There have been mounting debates on whether women can be true representatives of the people.

What is the status of women in politics?

The global average for the share of women parliamentarians stood at 24.6%. The share of women legislators in the Lok Sabha is 14.39% as of June 2019.

  • The 2019 general election saw 78 women elected to the lower house of Parliament for the first time since independence where only 22 women were present in the 543-member Lok Sabha.
  • There is a decreased gap in voter turnout between men and women, a positive sign toward gender inclusivity in the political sphere.
  • India has not had a single women’s movement that challenged patriarchal and gender norms in the last two decades.
  • Education and wealth have aided women in political participation.
  • Studies suggest that more women have started to organise themselves into economic groups, and financial freedom has pushed them to be more politically active.

India ranks 141st out of 191 nations in the representation of women in Parliament.

How about the performance of women?

  • Women’s performance during the Question Hour session becomes relevant as it is a space where legislators act free from party regulation.
  • Substantive representation- Sadia Hussain’s study reveals how descriptive representation transforms into substantive representation (representative acts on behalf of the represented group regardless of any membership or resemblance to that group).
  • Questions asked- Though men asked more questions and participated in more debates than women, there has been a substantial increase in the number of questions women asked.
  • Factors- Party affiliations, education, regional background, ethnicity, caste and the age of women members played a role in the number and content of questions asked in the lower house.
  • Breaking gender stereotypes- Moreover, women representatives asked more questions on health and family welfare, human resource development, home affairs, finance, agriculture and railways than women’s issues.
  • Male legislators asked more questions on issues concerning women than their female counterparts.
  • Intersectionality of identities- Intersectionality of identities became an important factor in the questioning capacity of representatives.
  • Members from marginal States, irrespective of gender asked fewer questions.

The bill to reserve 33% seats for women in Parliament and state legislatures was passed in the Rajya Sabha in 2010, but it was never introduced in the Lok Sabha.

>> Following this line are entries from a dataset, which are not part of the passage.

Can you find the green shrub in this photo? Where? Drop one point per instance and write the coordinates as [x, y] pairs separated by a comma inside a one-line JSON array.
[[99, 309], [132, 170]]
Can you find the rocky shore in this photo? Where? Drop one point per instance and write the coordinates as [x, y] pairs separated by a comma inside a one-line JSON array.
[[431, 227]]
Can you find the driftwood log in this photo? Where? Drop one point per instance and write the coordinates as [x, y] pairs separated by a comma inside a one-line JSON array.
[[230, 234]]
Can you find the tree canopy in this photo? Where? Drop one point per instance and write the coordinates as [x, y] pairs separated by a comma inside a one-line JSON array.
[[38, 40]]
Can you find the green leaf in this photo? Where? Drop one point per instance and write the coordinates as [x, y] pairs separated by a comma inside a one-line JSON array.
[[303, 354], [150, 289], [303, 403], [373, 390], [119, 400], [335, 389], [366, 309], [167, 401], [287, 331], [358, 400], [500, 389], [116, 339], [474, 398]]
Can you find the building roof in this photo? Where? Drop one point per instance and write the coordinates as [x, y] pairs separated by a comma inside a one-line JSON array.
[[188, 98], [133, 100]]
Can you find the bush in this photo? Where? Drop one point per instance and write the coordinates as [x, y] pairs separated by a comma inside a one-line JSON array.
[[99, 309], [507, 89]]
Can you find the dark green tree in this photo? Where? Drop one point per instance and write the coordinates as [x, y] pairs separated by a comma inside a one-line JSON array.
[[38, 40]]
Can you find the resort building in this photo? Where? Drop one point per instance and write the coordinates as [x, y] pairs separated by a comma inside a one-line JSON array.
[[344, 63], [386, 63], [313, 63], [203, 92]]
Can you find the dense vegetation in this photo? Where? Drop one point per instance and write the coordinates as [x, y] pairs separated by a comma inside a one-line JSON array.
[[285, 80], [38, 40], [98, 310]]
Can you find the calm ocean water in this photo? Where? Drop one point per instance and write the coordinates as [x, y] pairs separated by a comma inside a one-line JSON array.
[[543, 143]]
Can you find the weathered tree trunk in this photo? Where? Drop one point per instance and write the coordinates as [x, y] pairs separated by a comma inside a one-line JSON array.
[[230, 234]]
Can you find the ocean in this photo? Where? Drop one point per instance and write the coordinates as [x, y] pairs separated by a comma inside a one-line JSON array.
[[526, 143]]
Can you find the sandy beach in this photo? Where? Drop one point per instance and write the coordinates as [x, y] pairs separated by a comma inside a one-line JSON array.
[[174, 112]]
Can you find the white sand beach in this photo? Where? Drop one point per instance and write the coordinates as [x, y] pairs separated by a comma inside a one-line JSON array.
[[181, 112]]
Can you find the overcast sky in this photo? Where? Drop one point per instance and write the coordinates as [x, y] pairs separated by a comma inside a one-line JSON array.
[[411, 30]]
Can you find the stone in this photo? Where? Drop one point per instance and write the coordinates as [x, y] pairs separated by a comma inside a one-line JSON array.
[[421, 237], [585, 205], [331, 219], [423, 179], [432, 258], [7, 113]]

What can be inferred from the study?

  • Real issue- The problem of under-representation of women is only superficial.
  • What lies underneath is the problem of structural inequality, wherein women are marginalised at different levels.
  • Way forward- The proportional representation will lead to a better representation of women’s interests as seen in Latin American Parliaments.
  • Moreover, representation becomes a phenomenon that cannot be isolated from society.
  • Socio-economic and cultural conditions needs to undergo a change since it hinders women from pursuing politics as a career.